Datatype-generic programming with bifunctors

Tweet
Posted on December 16, 2016 by Kwang Yul Seo

In the origami style of programming, higher-order recursion operators such as map, fold and unfold captures the structure of programs. These operators have two aspects: mapping and accumulating.

The Essence of the Iterator Pattern by Jeremy Gibbons and Bruno C. d. S. Oliveira show that applicative functors and the corresponding traverse operator capture the essence of the ITERATOR pattern providing both mapping and accumulating. This explains why Haskell’s Applicative and Traversable work so well for many data types!
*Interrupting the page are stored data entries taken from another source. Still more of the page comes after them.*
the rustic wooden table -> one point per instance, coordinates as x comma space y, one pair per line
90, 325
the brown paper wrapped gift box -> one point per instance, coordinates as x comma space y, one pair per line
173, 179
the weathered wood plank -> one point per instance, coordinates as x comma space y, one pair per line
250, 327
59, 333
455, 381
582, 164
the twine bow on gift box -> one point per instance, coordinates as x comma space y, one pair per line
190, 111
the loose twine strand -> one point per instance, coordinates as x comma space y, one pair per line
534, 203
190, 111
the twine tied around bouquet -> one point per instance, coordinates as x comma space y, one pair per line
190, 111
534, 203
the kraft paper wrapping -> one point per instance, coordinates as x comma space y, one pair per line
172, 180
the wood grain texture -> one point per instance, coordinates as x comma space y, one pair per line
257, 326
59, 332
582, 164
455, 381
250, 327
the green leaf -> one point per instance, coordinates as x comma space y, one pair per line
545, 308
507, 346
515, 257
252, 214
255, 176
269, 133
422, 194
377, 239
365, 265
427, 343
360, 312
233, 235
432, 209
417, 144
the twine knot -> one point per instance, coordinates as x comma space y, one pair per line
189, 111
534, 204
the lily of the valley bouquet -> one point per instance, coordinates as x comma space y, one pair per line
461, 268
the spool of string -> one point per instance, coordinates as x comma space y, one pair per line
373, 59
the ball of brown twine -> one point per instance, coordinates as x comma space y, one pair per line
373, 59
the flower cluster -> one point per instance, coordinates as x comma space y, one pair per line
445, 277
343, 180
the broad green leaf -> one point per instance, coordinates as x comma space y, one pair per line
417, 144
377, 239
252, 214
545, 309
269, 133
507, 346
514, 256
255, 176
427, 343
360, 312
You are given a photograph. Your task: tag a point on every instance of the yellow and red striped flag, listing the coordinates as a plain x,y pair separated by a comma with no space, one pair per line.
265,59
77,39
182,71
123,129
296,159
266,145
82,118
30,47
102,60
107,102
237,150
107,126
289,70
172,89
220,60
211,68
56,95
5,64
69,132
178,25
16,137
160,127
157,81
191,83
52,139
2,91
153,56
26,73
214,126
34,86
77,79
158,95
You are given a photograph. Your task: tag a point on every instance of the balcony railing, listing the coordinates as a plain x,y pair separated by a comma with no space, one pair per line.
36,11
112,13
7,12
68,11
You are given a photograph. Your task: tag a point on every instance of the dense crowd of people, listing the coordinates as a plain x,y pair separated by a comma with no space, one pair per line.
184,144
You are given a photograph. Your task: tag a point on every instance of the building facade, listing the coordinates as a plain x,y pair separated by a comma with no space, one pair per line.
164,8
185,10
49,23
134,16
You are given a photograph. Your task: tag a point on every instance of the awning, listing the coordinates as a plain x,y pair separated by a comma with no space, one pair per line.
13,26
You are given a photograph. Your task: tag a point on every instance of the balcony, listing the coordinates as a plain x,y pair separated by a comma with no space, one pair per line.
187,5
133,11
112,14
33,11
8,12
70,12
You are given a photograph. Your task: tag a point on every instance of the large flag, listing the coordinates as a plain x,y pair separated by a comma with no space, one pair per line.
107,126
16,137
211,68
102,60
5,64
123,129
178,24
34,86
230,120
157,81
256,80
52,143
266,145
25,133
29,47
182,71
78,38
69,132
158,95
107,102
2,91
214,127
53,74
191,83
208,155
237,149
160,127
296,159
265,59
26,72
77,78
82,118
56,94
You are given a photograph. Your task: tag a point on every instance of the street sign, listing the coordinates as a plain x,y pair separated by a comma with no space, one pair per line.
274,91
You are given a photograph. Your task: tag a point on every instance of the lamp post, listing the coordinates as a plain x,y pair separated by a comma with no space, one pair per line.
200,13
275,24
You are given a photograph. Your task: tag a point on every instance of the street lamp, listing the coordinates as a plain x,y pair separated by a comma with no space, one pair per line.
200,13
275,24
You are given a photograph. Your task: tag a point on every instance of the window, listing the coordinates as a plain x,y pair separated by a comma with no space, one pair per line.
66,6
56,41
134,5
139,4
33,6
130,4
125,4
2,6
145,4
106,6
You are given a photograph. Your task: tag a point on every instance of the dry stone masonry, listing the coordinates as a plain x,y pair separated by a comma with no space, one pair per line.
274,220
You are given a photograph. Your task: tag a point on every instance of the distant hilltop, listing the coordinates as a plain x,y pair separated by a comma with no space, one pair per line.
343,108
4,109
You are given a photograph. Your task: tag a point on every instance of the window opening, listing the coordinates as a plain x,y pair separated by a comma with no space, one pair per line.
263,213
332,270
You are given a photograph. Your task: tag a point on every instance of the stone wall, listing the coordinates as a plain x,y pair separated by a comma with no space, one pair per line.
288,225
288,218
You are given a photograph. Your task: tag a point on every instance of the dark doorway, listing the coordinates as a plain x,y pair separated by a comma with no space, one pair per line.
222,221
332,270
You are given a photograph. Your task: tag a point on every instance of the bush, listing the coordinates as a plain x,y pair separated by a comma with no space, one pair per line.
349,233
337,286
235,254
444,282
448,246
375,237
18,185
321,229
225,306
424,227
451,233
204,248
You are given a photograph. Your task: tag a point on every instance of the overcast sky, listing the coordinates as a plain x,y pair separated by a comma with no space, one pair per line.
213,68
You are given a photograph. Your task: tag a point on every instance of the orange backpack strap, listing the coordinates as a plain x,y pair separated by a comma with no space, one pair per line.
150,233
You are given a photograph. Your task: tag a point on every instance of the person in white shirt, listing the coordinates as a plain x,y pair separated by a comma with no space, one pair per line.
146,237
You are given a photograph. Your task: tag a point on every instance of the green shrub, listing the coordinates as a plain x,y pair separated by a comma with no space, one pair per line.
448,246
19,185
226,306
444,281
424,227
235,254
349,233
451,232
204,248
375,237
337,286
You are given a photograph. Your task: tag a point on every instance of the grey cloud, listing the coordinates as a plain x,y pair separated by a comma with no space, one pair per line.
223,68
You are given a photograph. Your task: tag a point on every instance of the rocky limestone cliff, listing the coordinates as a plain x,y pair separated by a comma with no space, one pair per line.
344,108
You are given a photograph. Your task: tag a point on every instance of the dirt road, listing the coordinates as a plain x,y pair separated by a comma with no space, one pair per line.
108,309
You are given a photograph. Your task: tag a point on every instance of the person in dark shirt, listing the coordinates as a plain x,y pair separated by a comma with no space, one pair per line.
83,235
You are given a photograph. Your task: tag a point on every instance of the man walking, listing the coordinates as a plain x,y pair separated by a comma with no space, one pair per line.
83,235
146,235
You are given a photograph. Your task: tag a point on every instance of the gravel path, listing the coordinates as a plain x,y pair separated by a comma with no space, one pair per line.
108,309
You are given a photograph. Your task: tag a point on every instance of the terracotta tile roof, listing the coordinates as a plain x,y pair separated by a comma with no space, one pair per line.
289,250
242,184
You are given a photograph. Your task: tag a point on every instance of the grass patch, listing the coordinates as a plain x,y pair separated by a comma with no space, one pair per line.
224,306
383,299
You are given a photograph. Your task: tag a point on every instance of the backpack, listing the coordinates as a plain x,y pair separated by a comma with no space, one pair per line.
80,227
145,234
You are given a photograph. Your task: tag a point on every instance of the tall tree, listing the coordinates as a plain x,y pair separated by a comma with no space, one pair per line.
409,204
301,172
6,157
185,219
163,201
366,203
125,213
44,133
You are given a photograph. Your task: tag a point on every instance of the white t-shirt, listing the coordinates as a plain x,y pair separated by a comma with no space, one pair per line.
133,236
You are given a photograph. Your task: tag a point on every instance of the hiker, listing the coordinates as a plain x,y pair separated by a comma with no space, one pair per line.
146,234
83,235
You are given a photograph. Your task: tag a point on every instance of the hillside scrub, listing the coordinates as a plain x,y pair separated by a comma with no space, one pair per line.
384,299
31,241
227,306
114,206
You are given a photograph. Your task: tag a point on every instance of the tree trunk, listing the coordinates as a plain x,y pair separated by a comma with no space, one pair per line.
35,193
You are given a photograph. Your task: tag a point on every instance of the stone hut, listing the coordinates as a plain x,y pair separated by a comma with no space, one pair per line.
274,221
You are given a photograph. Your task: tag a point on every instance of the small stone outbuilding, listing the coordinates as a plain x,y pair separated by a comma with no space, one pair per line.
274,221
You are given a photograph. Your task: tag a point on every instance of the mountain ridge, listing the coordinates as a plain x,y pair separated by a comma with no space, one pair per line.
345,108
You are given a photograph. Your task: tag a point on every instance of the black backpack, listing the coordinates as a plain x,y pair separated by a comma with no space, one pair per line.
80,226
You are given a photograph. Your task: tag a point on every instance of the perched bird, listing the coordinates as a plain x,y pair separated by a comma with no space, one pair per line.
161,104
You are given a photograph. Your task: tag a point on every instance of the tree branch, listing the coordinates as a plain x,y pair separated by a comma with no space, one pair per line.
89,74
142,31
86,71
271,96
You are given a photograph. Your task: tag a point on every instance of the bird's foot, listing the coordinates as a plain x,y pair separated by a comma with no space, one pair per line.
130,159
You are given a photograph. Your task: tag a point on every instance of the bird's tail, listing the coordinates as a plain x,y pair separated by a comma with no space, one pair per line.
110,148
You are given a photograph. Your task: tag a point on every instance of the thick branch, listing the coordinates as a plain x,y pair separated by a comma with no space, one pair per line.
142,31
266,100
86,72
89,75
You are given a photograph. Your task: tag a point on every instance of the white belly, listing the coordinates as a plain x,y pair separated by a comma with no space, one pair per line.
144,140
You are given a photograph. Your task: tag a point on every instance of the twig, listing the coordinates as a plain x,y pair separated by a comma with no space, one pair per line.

But in this post, instead of reiterating the paper, we are going to review one of the earlier approach which provides recursion operators in datatype-generic way. Surprisingly, what we need is only bifunctors.
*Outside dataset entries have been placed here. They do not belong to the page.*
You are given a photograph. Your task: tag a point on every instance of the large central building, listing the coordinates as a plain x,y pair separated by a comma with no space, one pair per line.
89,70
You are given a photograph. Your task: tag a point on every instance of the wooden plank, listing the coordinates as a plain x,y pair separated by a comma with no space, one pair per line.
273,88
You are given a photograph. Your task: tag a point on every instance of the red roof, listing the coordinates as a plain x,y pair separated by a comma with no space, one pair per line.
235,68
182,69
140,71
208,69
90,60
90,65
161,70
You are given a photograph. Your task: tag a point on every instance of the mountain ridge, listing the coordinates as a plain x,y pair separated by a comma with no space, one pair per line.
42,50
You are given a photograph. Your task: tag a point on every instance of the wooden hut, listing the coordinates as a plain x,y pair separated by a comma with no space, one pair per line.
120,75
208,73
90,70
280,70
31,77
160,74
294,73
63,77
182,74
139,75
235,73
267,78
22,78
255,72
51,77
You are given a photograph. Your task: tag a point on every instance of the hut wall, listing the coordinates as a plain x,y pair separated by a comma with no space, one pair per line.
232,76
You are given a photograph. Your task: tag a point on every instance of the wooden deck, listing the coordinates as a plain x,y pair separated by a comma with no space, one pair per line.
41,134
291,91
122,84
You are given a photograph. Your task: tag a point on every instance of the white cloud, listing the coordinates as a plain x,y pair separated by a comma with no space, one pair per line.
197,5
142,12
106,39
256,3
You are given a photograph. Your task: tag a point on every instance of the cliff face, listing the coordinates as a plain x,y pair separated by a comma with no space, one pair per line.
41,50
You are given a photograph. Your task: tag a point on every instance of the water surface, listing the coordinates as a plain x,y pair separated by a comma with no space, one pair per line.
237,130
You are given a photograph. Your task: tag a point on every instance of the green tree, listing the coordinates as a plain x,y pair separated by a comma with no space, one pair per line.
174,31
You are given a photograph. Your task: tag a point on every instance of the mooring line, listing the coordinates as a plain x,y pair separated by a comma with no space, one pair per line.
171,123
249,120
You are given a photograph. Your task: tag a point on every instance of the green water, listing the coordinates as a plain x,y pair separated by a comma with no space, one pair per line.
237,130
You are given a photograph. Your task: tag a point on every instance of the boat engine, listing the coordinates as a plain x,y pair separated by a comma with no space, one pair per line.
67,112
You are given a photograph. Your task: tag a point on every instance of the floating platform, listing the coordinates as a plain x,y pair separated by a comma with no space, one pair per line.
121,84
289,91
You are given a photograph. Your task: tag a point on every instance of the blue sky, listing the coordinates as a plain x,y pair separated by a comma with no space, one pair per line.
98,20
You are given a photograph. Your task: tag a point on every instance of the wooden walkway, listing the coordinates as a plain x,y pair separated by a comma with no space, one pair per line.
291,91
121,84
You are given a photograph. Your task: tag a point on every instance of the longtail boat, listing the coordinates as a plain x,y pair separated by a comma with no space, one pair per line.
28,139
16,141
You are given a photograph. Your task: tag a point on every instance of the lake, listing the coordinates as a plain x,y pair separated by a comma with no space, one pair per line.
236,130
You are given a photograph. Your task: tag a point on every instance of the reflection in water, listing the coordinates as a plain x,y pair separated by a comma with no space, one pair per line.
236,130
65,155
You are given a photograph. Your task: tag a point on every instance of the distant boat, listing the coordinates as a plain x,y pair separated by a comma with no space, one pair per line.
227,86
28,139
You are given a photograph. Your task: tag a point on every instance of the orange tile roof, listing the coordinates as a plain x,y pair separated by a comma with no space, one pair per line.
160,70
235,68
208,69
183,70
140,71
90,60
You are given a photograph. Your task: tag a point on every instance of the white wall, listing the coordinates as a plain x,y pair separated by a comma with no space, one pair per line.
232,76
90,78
This post is in literate Haskell, so let’s start with a list of GHC extensions and imports:

> {-# LANGUAGE DeriveFunctor #-}
> {-# LANGUAGE TemplateHaskell #-}
> 
> import Data.Bifunctor
> import Data.Bifunctor.TH

Data.Bifunctor.TH provides a TemplateHaskell macro deriveBifunctor, which automatically derives the Bifunctor instance. This is possible because all sum-of-product data types induce bifunctors. Here’s our favorite list data type.

> data ListF a r = Nil | Cons a r deriving Functor
> deriveBifunctor ''ListF

Fix is the fixed point of a Bifunctor.

> newtype Fix s a = In { out :: s a (Fix s a) }

Then we define List as a fixed point of ListF.

> type List = Fix ListF

To map over an arbitrary data type defined by Fix, we should be able to define a Functor instance of Fix s. It seems like a hard problem at first, but with enough patience and time it is actually possible to define fmap in terms of bimap as follows:

> instance Bifunctor s => Functor (Fix s) where
>   fmap f = In . bimap f (fmap f) . out

This looks magical, but we can comprehend the definition by inspecting the types of its components.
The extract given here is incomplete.